Superior Court Justice John Sproat listened to detailed legal arguments for the motion and the Crown’s rebuttal, then asked both to return to court Tuesday morning for his decision.

Lozon, 35, of Northern Bruce Peninsula, has pleaded not guilty to dangerous driving causing death and possession of methamphetamine on Oct. 3, 2017 in Northern Bruce Peninsula.

According to testimony, just after 8 p.m. that day, Rev. Edward (Chad) Honneyman, 38, of Wiarton died at the scene of a head-on crash along Highway 6, south of Ferndale. He was riding his motorcycle southbound, headed home.

Grey County assistant Crown attorney Glen Brotherston is alleging Lozon committed dangerous driving causing death by driving his northbound car into the southbound lane as he turned into a laneway, in front of the oncoming bike.

The Crown closed its case Monday morning.
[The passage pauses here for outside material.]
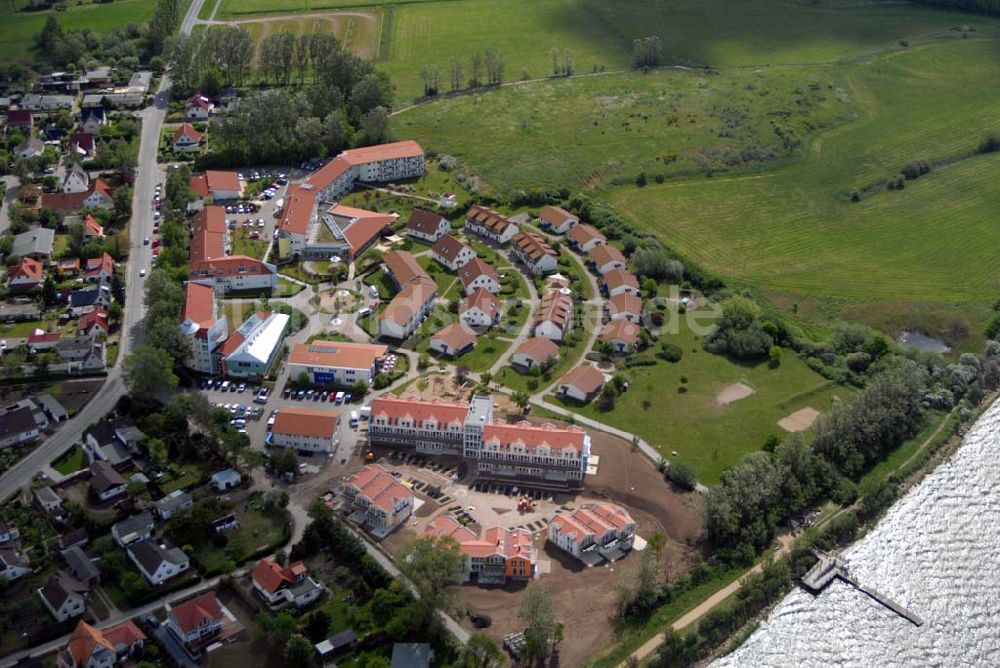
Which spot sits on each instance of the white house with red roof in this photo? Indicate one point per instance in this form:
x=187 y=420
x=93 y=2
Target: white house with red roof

Defence lawyer Andrew Loucks, who is co-council with Ram Shankar, then asked Sproat for a directed verdict of acquittal on the dangerous driving causing death charge.

Loucks argued the fact that there was a collision or that it resulted in a death is “not relevant” in establishing the dangerous driving charge. Rather “was his driving objectively dangerous to the public?” The defence argued his manner of driving wasn’t.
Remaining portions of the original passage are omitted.